Essentially, this represents a shift from the mindset of "each GPU managing its own memory" to "the entire system sharing a common memory layer."
The AI race is no longer just about GPUs.
For years, GPUs have been the focus of every discussion about AI. Companies that own more GPUs are often seen as having a greater advantage. But reality is showing that GPUs are only part of the equation.
As AI models grow larger and the number of agents increases exponentially, the efficiency of memory systems will become just as important as computing power.
A GPU costing tens of thousands of dollars won't be very valuable if it's constantly waiting for data to load. Similarly, an expensive team of engineers will struggle to be effective if the AI tools they use are constantly bottlenecked due to insufficient memory.
That's why leading companies today are not only focusing on developing more powerful chips but are also redesigning entire storage and memory architectures for AI.

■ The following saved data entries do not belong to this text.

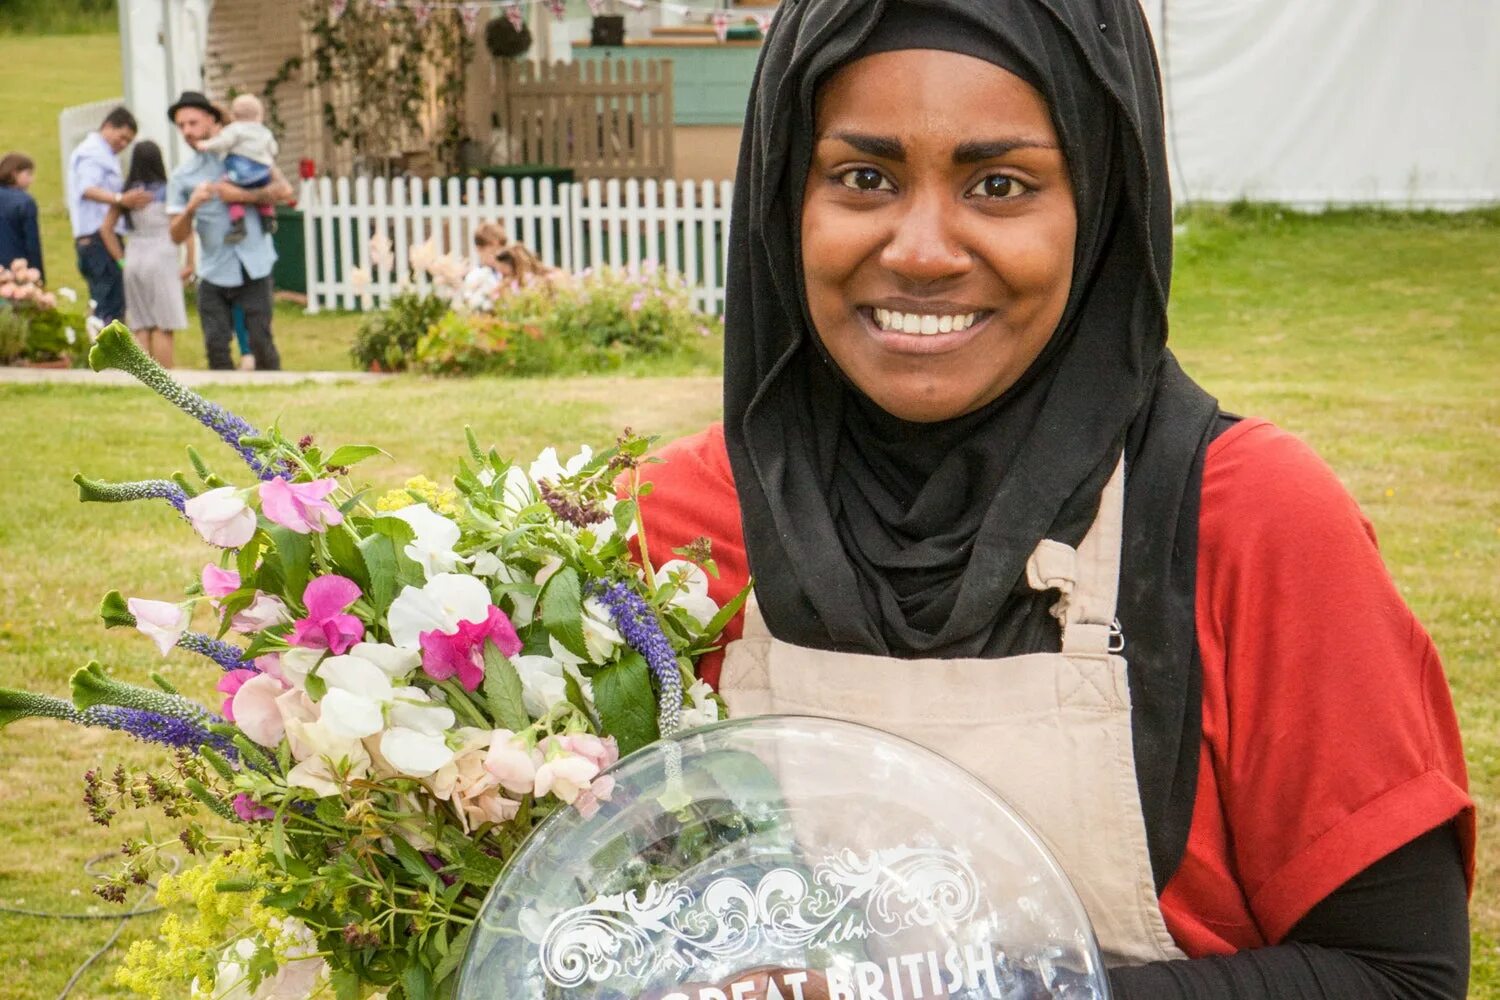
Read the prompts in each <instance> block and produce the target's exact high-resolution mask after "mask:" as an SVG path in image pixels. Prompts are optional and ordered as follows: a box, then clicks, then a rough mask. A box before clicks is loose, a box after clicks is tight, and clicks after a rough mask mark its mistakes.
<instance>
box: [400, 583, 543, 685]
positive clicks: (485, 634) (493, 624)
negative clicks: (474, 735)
mask: <svg viewBox="0 0 1500 1000" xmlns="http://www.w3.org/2000/svg"><path fill="white" fill-rule="evenodd" d="M420 642H422V669H423V670H425V672H426V675H428V676H429V678H432V679H434V681H447V679H449V678H452V676H453V675H458V678H459V684H462V685H463V690H466V691H474V690H475V688H478V682H480V681H483V679H484V643H486V642H493V643H495V646H496V648H498V649H499V651H501V652H502V654H505V655H507V657H514V655H516V654H517V652H520V639H519V637H517V636H516V627H514V625H511V624H510V619H508V618H507V616H505V612H502V610H499V609H498V607H495V606H493V604H490V606H489V615H487V616H486V618H484V621H481V622H463V621H460V622H459V625H458V630H456V631H453V633H444V631H441V630H437V628H434V630H432V631H425V633H422V636H420Z"/></svg>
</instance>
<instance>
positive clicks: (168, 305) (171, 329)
mask: <svg viewBox="0 0 1500 1000" xmlns="http://www.w3.org/2000/svg"><path fill="white" fill-rule="evenodd" d="M132 187H142V189H145V190H148V192H151V201H150V202H147V204H145V207H144V208H136V210H133V211H129V210H124V208H121V207H118V205H114V207H111V208H110V214H108V216H105V220H104V225H102V226H101V228H99V234H101V235H102V237H104V243H105V246H107V247H108V250H110V255H111V256H113V258H114V259H115V261H117V262H118V264H120V267H123V268H124V322H126V325H127V327H130V330H132V331H133V333H135V339H136V342H138V343H139V345H141V349H142V351H145V352H147V354H150V355H151V357H153V358H154V360H156V361H157V364H160V366H162V367H171V366H172V333H175V331H177V330H186V328H187V309H186V306H184V304H183V280H186V276H189V274H192V270H193V268H192V243H189V244H187V256H189V259H187V265H186V267H183V265H181V261H180V259H178V256H177V244H175V243H172V237H171V232H169V228H168V226H169V223H168V219H166V166H165V163H163V162H162V150H160V147H157V145H156V142H151V141H148V139H147V141H142V142H138V144H136V147H135V150H133V153H132V154H130V172H129V174H127V175H126V178H124V189H126V190H130V189H132ZM121 219H123V222H124V228H126V229H127V231H129V234H130V237H129V250H130V252H129V255H126V252H124V247H121V246H120V240H118V237H117V235H115V229H117V228H118V222H120V220H121Z"/></svg>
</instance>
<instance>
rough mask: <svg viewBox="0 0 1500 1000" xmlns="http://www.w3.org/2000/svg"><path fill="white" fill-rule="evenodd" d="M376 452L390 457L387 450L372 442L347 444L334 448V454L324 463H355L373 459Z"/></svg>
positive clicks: (375, 454)
mask: <svg viewBox="0 0 1500 1000" xmlns="http://www.w3.org/2000/svg"><path fill="white" fill-rule="evenodd" d="M377 454H384V456H386V457H387V459H389V457H390V454H389V453H387V451H386V450H383V448H377V447H375V445H372V444H345V445H341V447H338V448H335V450H333V454H330V456H329V457H327V459H326V460H324V465H354V463H356V462H363V460H365V459H372V457H375V456H377Z"/></svg>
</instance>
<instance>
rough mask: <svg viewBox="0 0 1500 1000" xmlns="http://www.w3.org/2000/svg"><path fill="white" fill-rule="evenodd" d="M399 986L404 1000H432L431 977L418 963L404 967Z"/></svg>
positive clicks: (430, 973)
mask: <svg viewBox="0 0 1500 1000" xmlns="http://www.w3.org/2000/svg"><path fill="white" fill-rule="evenodd" d="M398 840H399V838H398ZM401 985H404V987H405V988H407V1000H432V975H431V973H429V972H428V970H426V969H423V967H422V964H420V963H416V961H414V963H411V964H410V966H407V972H405V973H402V976H401Z"/></svg>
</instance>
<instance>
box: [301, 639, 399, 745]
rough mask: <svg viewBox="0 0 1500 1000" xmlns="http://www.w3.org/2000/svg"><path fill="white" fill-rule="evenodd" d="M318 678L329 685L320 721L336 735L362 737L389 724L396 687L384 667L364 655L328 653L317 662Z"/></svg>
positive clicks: (323, 700)
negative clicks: (326, 658)
mask: <svg viewBox="0 0 1500 1000" xmlns="http://www.w3.org/2000/svg"><path fill="white" fill-rule="evenodd" d="M318 678H320V679H321V681H323V682H324V684H327V685H329V690H327V693H326V694H324V696H323V700H321V702H318V709H320V715H318V721H320V723H321V724H323V726H326V727H327V729H329V730H330V732H332V733H333V735H336V736H345V738H350V739H363V738H365V736H374V735H375V733H378V732H381V730H383V729H384V727H386V718H384V708H386V705H387V703H389V702H390V700H392V696H393V690H392V685H390V678H389V676H386V672H384V670H381V669H380V667H377V666H375V664H374V663H371V661H369V660H365V658H362V657H354V655H342V657H329V658H327V660H324V661H323V663H320V664H318Z"/></svg>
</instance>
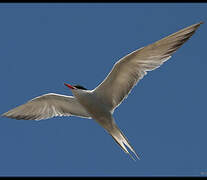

As AI enters the large-scale, practical deployment phase, the most important challenge is no longer simply training models or purchasing more GPUs. The new challenge lies in how AI can effectively remember, retrieve, and maintain context.
The explosion of AI agents, the millions-token context window, and the ever-increasing demand for inference are transforming memory into one of the most strategic resources for the AI industry.
In the coming years, the AI race may no longer be decided solely by which model is smarter, but rather by which company builds a more efficient memory system to enable AI to operate at a real-world scale.